The Basics of TOAD¶
Viel Spaß! 🎉
# Prerequisites
import matplotlib.pyplot as plt
import xarray as xr
# import TOAD
from toad import TOAD
import toad
plt.rcParams["figure.dpi"] = 300
plt.rcParams["figure.figsize"] = (12, 6)
Test data¶
Quick look at PISM simulation data of ice-sheet melt.

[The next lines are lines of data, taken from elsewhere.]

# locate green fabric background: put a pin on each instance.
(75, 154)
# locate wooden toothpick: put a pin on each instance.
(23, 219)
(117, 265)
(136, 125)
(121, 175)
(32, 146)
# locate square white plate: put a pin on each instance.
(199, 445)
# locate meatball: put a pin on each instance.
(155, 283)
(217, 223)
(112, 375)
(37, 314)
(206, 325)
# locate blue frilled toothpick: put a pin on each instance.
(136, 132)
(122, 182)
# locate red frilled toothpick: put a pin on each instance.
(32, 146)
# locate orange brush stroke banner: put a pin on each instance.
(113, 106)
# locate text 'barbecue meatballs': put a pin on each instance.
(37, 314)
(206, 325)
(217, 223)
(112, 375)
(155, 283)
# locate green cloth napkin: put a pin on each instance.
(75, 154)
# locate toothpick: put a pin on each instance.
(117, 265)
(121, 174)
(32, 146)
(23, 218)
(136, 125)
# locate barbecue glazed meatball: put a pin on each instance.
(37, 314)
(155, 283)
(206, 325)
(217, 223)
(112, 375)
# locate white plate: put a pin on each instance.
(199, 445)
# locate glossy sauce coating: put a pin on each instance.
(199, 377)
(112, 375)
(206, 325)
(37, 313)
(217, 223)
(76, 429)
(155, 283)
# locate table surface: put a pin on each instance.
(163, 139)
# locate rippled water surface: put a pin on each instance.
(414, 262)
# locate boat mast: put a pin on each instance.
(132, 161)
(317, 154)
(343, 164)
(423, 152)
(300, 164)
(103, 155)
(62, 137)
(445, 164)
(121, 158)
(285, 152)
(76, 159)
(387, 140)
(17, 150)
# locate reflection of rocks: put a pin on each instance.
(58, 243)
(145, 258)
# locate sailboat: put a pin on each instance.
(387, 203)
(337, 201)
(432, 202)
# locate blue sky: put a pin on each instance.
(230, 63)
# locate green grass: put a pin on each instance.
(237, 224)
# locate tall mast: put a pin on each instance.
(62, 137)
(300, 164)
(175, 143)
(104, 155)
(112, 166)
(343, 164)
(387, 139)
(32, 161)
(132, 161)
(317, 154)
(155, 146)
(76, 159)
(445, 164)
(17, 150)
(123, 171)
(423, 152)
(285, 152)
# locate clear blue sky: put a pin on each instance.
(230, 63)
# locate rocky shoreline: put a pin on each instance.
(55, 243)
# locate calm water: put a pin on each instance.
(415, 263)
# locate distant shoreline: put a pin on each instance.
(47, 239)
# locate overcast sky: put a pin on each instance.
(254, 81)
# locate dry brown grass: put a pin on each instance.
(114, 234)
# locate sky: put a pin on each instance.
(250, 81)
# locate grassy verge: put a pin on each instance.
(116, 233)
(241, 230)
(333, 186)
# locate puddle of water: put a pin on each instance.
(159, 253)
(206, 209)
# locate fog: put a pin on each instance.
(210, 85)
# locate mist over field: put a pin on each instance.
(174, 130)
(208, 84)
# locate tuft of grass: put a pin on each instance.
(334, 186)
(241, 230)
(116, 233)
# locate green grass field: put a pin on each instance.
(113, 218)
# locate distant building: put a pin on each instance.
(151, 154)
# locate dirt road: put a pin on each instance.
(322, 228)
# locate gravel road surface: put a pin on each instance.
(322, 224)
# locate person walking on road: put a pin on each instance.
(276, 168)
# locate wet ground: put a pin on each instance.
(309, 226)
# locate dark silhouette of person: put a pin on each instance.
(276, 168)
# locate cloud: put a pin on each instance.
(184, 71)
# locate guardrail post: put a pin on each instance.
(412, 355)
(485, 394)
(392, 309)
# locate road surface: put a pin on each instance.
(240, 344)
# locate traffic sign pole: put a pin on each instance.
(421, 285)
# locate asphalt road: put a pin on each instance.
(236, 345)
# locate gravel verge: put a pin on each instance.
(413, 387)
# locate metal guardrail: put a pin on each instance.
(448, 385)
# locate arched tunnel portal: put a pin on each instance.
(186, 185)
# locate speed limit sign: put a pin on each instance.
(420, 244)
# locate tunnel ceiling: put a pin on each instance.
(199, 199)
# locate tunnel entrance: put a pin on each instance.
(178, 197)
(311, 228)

xr.load_dataset("test_data/garbe_2020_antarctica.nc").thk.sel(
GMST=[0, 2, 4, 6, 8, 10], method="nearest"
).plot(col="GMST", cmap="RdBu_r")
<xarray.plot.facetgrid.FacetGrid at 0x3186e95b0>
Init the TOAD object an .nc file¶
TOAD works on spatio-temporal data. If you time dimension is not called “time”, you need to tell TOAD, as done below:
td = TOAD("test_data/garbe_2020_antarctica.nc", time_dim="GMST")
td.data = td.data.drop_vars(td.shift_vars)
Step 1: Compute shifts¶
First we need an abrupt shifts detection method: TOAD currently provides an implemention of
ASDETECT(Boulton & Lenton, 2019).See the asdetect.py docstring for a brief description.
You can also implement your own shifts detection algorithm, see shift_detection_methods.ipynb for details.
from toad.shifts import ASDETECT
# define variable and method
td.compute_shifts(var="thk", method=ASDETECT(timescale=(0.5, 3.5)))
# ~12 seconds
INFO: New shifts variable thk_dts: min/mean/max=-1.000/-0.227/1.000 using 13901 grid cells. Skipped 61.5% grid cells: 0 NaN, 22199 constant.
Quick illustration of ASDETECT output¶
fig, axs = plt.subplots(2, sharex=True)
idx, idy = 100, 90
td.data.thk.isel(x=idx, y=idy).plot(ax=axs[0])
td.data.thk_dts.isel(x=idx, y=idy).plot(ax=axs[1])
axs[0].set_ylabel("Variable (ice-thickness)")
axs[1].set_ylabel("Detection Time Series")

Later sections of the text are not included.